With cease and frisk now below our belt, the supplies flip to the regulation of extreme pressure. Extreme pressure is split into two components. The primary half is the doctrinal framework for when pressure is extreme, with Graham v. Connor as the principle case and notes on the foremost Supreme Courtroom selections and summaries of lower-court guidelines and requirements on this query. The second half is the regulation of certified immunity, with Metropolis of Tahlequah v. Bond as the principle case and notes on how certified immunity works, views about its reform, and the like.
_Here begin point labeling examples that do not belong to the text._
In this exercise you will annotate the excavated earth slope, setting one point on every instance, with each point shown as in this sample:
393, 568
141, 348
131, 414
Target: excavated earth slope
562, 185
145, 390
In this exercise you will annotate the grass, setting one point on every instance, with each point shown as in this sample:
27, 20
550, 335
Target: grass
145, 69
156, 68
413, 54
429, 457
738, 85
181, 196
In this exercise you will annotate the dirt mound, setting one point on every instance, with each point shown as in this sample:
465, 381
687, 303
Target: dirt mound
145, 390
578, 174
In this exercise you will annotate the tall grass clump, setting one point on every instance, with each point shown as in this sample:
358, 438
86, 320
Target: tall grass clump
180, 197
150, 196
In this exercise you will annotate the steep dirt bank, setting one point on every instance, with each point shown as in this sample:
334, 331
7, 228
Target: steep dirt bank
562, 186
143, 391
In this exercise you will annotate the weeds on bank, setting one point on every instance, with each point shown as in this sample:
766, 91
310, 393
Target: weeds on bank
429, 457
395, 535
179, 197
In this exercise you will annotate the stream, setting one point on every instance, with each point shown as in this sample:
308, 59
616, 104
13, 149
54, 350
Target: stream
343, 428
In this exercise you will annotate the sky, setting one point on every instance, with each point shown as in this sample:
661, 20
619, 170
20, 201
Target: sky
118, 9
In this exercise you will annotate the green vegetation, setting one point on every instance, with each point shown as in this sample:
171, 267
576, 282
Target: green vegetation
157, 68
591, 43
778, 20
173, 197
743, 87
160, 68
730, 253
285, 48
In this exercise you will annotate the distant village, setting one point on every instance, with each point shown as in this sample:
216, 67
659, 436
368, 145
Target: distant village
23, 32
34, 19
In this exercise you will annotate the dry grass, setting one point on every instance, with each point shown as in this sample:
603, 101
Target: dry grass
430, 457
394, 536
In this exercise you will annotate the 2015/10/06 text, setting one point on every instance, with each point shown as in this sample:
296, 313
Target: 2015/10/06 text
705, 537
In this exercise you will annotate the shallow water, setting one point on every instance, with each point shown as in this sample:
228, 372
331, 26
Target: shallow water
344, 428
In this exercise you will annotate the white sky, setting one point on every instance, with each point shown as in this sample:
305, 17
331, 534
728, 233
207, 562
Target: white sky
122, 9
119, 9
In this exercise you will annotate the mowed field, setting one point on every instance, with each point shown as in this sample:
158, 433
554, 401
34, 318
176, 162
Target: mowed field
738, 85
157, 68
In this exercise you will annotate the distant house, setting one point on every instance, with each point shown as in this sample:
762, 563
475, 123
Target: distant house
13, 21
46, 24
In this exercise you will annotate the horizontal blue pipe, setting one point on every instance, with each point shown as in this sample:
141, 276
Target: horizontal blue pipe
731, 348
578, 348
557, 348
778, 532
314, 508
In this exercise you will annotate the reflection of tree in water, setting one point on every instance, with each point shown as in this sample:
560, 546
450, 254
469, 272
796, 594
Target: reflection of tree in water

Nearly achieved, I promise! There are simply two subjects to go. The following one up is administrative searches and the particular wants exception. There are loads of circumstances on this space, however they’re all thematically associated, so this part takes the view which you could examine one and get notes summarizing the foundations for a way the others apply. The one truth sample studied in additional element right here is drunk driving checkpoints, with the principle case being Michigan Division of State Police v. Sitz. Notes cowl different conditions, like border search guidelines; probation searches; nationwide safety searches; security inspections; authorities workplaces, and many others.
Final up is the regulation of consent searches, which is split into two sections. It begins with the consent customary below Schneckloth, with notes on subjects just like the pscyhology of consent, empirical research, the scope of consent below Jimeno, and the like. The final subsection is on third-party consent, with the principle case being Fernandez v. California (which has helpful discussions of Matlock and Randolph) and notes explaining the scope of third-party consent in frequent conditions in addition to the obvious authority doctrine. The final be aware then brings the chapter full circle to the start, asking college students to contemplate what makes a search and seizure cheap. Is there actually a warrant requirement, with just a few “restricted” exceptions? Is all of it about reasonableness balancing, with warrants solely being reserved for just a few conditions? Or is it a unusual historic mixture of the 2?